Matching

The other afternoon, shortly after I posted last, I was knitting a little bit, and really not feeling the magic.  I was having a good time, I mean – it’s knitting and I’m not dead, so how can it not be great – but I just wasn’t feeling super excited about my sock. 

I got to thinking about it, and I realized what I need.  In the face of the organizational monstrosity that is the Sock Summit – I can’t possibly expect a wee sock to hold its own.  It’s like babies – there has to be matching. 

Do you know this about babies? If not, I’m about to give you a piece of information about how they work that will change everything between you and the little beasts. Here’s the thing: If you want a baby to be happy with you – if you’re seeking to calm, comfort or content them, you have to match their intensity.  If they whimper, you rock.  If they cry, you stand and rock. If they cry harder, you stand, rock, bob and hold them harder – upright against your chest.   Sing too.  If they’re absolutely out of their minds (and you’ve fed them, there’s nothing anyone can do with a hungry baby) then you have to ramp your response up all the way.
Blast the radio, clutch them tight, and sing, bob, weave, walk, dance and thump their little bummies firmly in the rhythm of their own heartbeats.  (Not yours. That won’t work. The wailing will continue.)  It’s all about meeting them where they are, and if they’re enraged, screaming and purple, and you’re holding them tenderly and stroking their backs, you’re going down – and they’re not.
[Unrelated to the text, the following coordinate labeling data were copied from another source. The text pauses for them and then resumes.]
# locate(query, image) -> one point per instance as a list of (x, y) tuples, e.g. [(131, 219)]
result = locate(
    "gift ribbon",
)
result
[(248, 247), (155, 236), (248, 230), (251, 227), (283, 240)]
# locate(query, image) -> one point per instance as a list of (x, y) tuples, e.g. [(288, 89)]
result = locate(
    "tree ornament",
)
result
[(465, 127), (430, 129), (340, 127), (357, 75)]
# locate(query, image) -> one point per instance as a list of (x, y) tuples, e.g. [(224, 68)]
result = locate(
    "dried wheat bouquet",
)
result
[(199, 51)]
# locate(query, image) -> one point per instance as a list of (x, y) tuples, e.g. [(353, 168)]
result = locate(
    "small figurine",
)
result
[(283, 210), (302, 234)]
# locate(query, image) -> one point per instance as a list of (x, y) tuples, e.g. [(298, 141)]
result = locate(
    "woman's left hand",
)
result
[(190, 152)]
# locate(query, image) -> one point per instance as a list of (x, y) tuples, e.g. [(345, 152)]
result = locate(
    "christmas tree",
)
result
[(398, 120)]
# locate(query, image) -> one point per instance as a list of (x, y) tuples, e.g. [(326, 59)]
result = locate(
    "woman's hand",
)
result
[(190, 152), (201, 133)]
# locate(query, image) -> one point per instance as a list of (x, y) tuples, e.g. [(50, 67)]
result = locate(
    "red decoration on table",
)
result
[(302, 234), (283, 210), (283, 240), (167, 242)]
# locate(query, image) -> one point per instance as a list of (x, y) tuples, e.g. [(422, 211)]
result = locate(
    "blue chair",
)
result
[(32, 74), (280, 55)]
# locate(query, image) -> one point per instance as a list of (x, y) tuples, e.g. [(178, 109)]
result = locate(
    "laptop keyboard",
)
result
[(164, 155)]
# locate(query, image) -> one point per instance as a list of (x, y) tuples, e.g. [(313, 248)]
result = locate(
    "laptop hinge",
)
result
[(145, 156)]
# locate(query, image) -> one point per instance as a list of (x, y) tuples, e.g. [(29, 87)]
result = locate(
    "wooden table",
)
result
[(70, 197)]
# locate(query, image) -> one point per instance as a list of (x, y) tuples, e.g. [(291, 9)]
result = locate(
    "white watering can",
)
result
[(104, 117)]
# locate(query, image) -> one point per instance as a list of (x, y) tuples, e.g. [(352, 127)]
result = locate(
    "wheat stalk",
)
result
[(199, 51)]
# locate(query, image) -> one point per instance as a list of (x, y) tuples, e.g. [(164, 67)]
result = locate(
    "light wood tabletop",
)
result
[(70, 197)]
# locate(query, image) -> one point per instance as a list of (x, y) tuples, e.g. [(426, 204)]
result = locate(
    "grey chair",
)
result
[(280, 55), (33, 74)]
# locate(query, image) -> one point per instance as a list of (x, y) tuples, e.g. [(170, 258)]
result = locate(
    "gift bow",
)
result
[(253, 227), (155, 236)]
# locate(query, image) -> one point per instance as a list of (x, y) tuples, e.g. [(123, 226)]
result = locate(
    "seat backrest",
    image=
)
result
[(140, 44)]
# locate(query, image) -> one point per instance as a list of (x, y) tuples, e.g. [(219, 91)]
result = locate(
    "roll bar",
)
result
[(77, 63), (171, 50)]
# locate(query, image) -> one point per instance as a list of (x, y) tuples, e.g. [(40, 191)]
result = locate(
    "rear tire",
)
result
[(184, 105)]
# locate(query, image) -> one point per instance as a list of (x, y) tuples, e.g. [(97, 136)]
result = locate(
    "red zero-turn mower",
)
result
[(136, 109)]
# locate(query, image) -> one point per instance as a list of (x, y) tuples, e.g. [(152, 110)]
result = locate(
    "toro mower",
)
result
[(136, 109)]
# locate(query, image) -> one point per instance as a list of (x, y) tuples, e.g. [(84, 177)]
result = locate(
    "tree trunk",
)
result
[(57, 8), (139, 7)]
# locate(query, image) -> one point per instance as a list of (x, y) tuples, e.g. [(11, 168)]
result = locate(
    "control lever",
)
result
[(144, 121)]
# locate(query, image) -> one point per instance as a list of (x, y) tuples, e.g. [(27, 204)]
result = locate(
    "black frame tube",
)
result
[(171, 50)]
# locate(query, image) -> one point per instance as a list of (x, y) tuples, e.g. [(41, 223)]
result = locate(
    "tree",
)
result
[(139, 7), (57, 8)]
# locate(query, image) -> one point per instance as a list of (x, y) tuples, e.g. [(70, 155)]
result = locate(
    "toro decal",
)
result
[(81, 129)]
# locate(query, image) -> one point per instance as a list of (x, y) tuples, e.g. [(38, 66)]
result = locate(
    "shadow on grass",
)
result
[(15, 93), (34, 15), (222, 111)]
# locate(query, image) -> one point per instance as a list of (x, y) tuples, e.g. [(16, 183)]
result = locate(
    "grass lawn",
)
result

I got to thinking, as I held my little sock, that maybe that’s what was wrong with it. Maybe it just didn’t have the intensity that it needed to match my workload – I know it sounds crazy, to want something to be bigger and harder when things are already big and hard, but there you have the theory, and I think it’s accurate.

I present to you then, the next big and crazy to match the big and crazy everywhere else in my life.  It might look small now, it’s just a swatch…

but it will be big later.

It’s a baby blanket of my own reckoning, and it’s going to be epic.